If you have ever lived in the north during very cold winters you know there are times salt works and there are times it does nothing, when you cast it on an icy driveway. Below a certain temperature salt has no effect on ice. Zip zero. Zilch. At the Pole this means the salt can blow around with the snow as just another white substance, up until temperatures reach a certain point.
The past winter saw many more leads form, due to the meridenal winds and the formation of more leads and pressure ridges than occur in calmer and more zonal flows. This created more salt to blow around with the snow, but it also may have created more temperature spikes, where the salt could start to melt the snow. Such spikes are due to Atlantic, (and less often Pacific), air being sucked north, and also are caused by the exposed water itself, which is far warmer than the air and warms the air until it is lidded by new ice. However these spikes are short-lived.
Because of this the snow starts to melt but then refreezes as the temperatures plunge and the salt stops having the ability to make snow sticky. The result is a starchy sort of snow called “(Insert word when I remember it)” that adventurers actually prefer to drifted powder, as it is easier to ski across.
What I have not seen discussed is the effect that the salt has around now, when temperatures rise to a point where the salt starts to melt the snow.
I can think of two differences right off the bat. First, the pools of melt-water would be more salty when they formed, and more able to melt downwards. Second, as everyone who has made ice-cream knows, adding salt to crushed ice drops the temperature.

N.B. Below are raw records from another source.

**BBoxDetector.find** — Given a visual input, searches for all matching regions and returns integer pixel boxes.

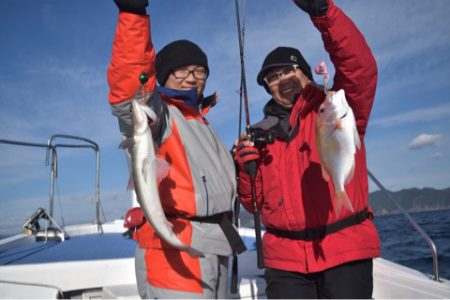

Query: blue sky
[0,0,450,232]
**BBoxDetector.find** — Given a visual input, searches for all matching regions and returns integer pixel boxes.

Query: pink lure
[314,61,328,93]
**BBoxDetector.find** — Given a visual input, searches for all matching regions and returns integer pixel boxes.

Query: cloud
[408,133,441,150]
[371,104,450,127]
[430,152,443,160]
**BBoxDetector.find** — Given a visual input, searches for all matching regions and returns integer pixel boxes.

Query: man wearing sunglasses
[108,0,245,299]
[235,0,380,299]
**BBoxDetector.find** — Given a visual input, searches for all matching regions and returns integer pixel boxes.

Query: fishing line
[55,179,66,227]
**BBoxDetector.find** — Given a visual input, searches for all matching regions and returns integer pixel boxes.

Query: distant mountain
[369,188,450,215]
[241,188,450,227]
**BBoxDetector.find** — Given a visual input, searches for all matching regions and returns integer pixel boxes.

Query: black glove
[114,0,148,15]
[293,0,328,17]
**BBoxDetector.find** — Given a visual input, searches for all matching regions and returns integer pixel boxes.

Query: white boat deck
[0,222,450,299]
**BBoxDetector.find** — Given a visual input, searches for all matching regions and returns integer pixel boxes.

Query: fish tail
[334,191,354,215]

In other words, heat was added to the air during the winter, as the salt was removed from the water, and as the water went through the phase changes from liquid to solid. Now those processes are reversed, and heat may be subtracted from the air.
So far there are only a couple slight dips slowing the rise of temperatures, which may or may not be indicative of the above-mentioned cooling occurring.
I think it would be cool if the temperatures in the above graph dipped below the “green line”, because I could then suggest drifting salt contributed to the cooling. Sheer conjecture on my part, of course, but I always figure wondering is wonderful.
It would also be cool because, just as in some ways an El Nino is author-of-its-own-demise, creating a La Nina in the Pacific, it could be seen it was author-of-its-own-demise in the Arctic, by creating more drifting and blowing salt. (And this point might be driven home with especially keen poignancy if the cooling started in the Arctic before the Pacific changes could possibly get up to the Pole.)
(On the other hand, such cooling might be blamed on the “Quiet Sun”, rather than salt.)
In more mundane matters, the sea-ice extent continues to thrill Alarmists by being below-normal as it continues its yearly decline:
The maps show the conditions remain quiet at the Pole, with the high pressure refusing to budge much.
Things are changing, though all looks quiet, and the clearest sign of the change is that the poor people of Iceland are finally getting a break from low pressure that seemed it would never leave, and now are getting some genuine high pressure.
However my hunch is that the real change will not become obvious until later, in late July. Then it will come as a shock.
In the meantime the only sign is the many pressure ridges on the horizons of all pictures we’ve seen from up there.